The tall Governor threw back his head and laughed a laugh like a child. The people away off on the porch heard him and smiled. "They are having a good time, those two," Mrs. McNaughton said.

"Lindsay—Lindsay," and he bent over and caught her hands and kissed them. "There isn't any wife—there never will be any but you. It was all a joke. It happened because—Oh, never mind! I can't tell you now; it's a long story. But you must forgive that; that's all in the past now. The question is, will you love me—will you love me, Lindsay? Tell me, Lindsay!" He could not say her name often enough. But there came no answering light in Lindsay's face. She looked at him as if he were a striped convict.

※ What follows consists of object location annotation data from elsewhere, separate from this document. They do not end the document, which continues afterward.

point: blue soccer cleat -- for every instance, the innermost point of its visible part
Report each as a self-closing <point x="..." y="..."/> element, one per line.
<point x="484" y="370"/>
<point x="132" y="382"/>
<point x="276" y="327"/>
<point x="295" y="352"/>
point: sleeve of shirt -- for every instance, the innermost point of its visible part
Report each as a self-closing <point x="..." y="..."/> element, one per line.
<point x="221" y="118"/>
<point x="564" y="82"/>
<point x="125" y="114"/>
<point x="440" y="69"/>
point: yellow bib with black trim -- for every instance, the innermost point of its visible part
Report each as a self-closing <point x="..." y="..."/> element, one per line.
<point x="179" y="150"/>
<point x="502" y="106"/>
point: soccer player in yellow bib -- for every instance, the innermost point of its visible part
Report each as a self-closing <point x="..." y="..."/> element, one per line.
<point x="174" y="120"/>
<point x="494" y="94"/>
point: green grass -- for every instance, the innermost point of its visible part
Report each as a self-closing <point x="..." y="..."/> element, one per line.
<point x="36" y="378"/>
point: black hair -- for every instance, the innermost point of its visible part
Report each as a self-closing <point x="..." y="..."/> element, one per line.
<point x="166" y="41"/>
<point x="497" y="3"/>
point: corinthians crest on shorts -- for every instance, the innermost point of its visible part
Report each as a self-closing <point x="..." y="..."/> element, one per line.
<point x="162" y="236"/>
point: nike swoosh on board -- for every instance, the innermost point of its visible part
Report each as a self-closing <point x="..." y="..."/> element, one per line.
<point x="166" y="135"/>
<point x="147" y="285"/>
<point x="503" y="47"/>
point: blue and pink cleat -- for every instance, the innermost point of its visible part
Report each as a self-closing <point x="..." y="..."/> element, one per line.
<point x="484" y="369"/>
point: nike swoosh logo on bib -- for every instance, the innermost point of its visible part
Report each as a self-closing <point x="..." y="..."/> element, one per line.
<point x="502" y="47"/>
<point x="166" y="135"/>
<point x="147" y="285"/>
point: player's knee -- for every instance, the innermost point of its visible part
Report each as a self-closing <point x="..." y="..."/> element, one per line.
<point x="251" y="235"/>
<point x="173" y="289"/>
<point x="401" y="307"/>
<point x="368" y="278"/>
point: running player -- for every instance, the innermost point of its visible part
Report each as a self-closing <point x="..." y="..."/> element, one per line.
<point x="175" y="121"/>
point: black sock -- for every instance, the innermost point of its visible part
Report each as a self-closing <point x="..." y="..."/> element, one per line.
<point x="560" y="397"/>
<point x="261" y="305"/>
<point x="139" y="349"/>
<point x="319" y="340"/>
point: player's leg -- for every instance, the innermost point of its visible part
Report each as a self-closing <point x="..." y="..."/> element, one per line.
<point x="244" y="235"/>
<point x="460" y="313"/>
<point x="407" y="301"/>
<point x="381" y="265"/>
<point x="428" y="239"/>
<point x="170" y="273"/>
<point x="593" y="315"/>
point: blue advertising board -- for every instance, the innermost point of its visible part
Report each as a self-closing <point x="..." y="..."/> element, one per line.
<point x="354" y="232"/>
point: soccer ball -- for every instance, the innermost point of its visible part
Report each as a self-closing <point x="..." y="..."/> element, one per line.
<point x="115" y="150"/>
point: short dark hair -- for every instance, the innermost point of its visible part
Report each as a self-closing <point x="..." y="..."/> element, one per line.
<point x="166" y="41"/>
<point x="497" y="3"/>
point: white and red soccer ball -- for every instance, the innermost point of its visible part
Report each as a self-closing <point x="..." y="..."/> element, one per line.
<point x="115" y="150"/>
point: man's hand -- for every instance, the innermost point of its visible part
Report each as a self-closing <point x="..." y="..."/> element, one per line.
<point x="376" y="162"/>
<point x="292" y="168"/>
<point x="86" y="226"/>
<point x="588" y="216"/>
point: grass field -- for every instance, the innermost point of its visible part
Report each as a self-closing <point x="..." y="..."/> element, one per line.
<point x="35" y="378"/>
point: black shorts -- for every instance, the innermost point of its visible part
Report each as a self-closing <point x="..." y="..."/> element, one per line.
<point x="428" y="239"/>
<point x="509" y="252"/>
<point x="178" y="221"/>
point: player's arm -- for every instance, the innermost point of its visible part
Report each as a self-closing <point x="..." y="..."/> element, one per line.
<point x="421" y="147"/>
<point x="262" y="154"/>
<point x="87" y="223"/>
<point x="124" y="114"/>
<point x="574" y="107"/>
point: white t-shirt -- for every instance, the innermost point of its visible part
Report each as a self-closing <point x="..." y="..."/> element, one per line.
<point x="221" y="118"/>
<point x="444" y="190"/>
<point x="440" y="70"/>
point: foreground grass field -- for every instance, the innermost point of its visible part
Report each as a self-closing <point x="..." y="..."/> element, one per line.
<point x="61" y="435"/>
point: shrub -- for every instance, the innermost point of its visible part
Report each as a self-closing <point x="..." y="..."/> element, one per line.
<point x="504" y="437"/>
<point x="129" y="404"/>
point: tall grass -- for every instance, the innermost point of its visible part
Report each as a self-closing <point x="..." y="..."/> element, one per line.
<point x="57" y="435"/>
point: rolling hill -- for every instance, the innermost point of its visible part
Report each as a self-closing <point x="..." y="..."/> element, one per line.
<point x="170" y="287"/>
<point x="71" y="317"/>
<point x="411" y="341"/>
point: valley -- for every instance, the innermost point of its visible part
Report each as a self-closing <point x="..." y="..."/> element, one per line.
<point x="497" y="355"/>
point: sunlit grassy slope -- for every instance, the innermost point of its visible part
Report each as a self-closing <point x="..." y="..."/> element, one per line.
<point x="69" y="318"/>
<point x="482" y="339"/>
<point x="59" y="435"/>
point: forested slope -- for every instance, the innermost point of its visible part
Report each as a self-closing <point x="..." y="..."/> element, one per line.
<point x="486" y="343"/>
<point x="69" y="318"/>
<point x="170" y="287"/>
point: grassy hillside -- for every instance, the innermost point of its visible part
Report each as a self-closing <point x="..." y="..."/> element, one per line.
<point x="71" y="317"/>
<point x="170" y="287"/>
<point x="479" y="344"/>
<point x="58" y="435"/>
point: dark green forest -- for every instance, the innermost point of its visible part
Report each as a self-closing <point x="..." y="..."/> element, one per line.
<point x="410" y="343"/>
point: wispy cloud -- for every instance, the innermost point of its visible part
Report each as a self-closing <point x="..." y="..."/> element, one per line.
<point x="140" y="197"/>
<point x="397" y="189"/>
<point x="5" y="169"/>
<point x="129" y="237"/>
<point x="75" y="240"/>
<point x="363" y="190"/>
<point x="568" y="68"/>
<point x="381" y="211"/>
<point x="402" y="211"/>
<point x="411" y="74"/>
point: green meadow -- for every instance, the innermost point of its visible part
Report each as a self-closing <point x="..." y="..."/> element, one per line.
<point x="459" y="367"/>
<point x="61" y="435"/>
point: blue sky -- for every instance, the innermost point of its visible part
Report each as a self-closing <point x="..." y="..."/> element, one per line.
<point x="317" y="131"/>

"I'll never forgive you," she said, slowly. "You've treated me like a child; you've made a fool of me, all of you. It was insulting. All a joke, you call it? And I was the joke; you've been laughing at me all these weeks. Why was it funny, I'd like to know?"

"Great heavens, Lindsay—you're not going to take it that way? I insult you—laugh at you! I'd give my life; I'd shoot down any one—Lindsay!" he broke out appealingly, and made a step toward her.

"Don't touch me!" she cried. "Don't touch me! I hate you!" And as he still came closer she turned and ran up the path, into the moonlight of the driveway, and so, a dim white blotch on the fragrant night, disappeared.